Principal Component Anaylsis on Fruit Image Data
- Given RGB images of 100 fruits, Principal Component Anaylsis was performed, and the closest representations was obtained as a linear combination of the mean and the four eigenvectors corresponding to the four most significant eigenvalues of the covariance matrix. A MultiVariate Gaussian was fitted on the entire dataset of about 100 images.
- New fruit images were generated by random sampling, using the closest representations, which were distinct from any fruit in the dataset, but representative of the dataset.
Instructions to run code and theory is in report, and all the graphs are in results
Principal Component Analysis (PCA) for Fruit Images:
Consider the dataset provided within the folder data_fruit:
Each datum is an image of size 80 × 80 pixels with 3 color channels red (R), green (G), and blue (B), i.e., a 80 × 80 × 3 array. For PCA, each image should be resized to a vector of length 19200 .
For visualization, reshape each vector back to a RGB image of size 80 × 80 pixels using the function reshape(), followed by a shift and rescaling of the values into the range [0, 1], followed by displaying the matrix using the function image().
• Find the mean μ, the covariance matrix C, and the the first 4 eigenvectors of C.

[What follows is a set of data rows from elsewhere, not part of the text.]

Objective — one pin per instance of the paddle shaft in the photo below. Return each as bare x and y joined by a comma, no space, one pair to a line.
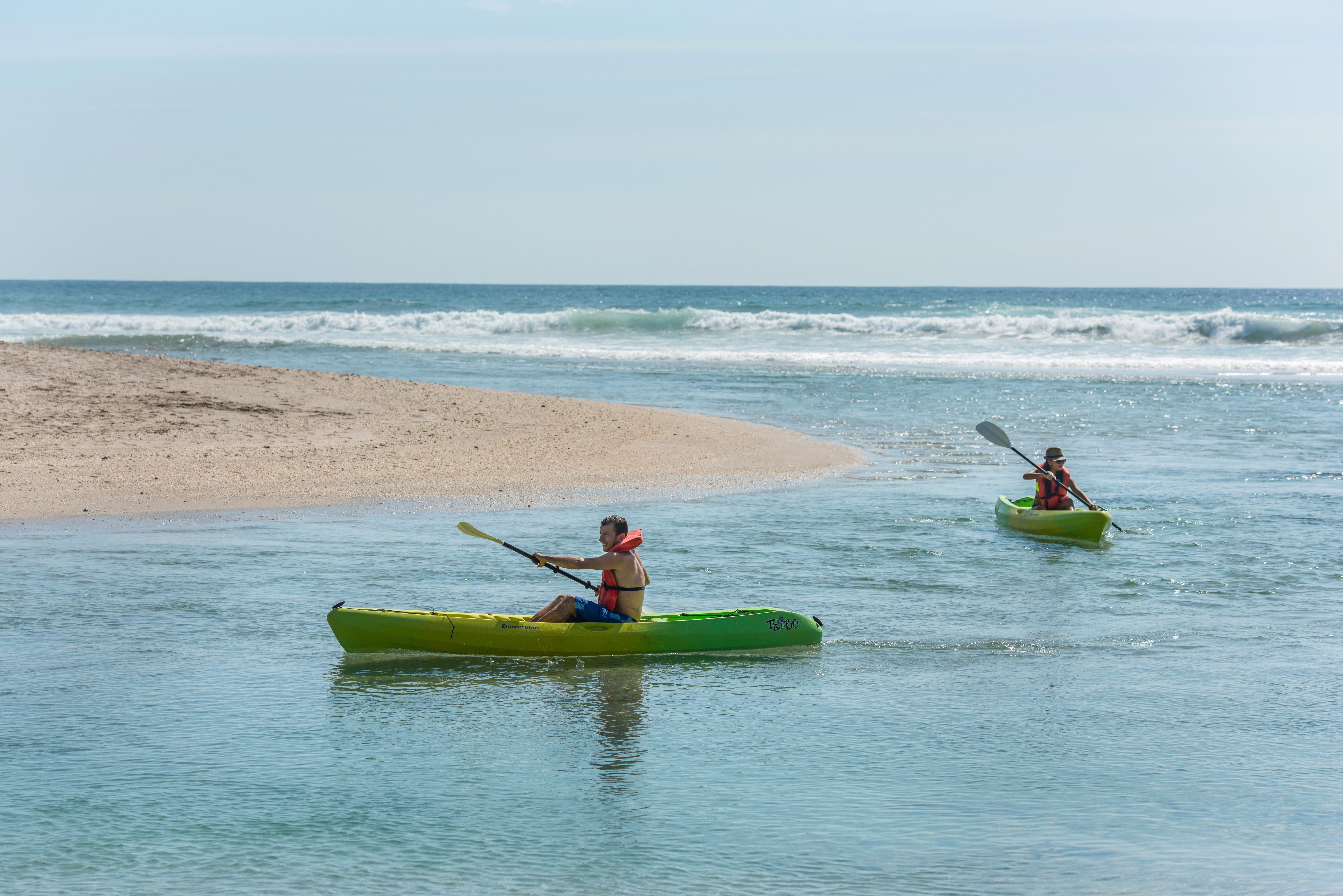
1067,487
551,567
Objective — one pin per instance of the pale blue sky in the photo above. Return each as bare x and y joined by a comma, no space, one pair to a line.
1037,143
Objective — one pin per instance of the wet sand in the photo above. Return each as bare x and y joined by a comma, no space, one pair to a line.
103,433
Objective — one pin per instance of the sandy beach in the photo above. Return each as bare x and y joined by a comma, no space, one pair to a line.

Display the mean and the eigenvectors as images (side by side, in the same figure);
Find the first 10 eigenvalues, sort them, and plot their values on a graph.
• For each fruit image in the dataset, finds its closest representation as a linear combination of the mean and the first 4 eigenvectors. Use the measure of closeness as the Frobenius norm of the difference. Describe the algorithm used to produce this closest representation in mathematical terms and describe the logic behind your algorithm. Display the original fruit image and its closest representation, as images (side by side, in the same figure).
• Using all of the top 4 eigenvectors and the mean image, sample random images from the multivariate Gaussian to generate new images of "fruit". Display three such images that are distinct from any image in the given the dataset, but are representative of the dataset and can be considered as that of a new / generated fruit.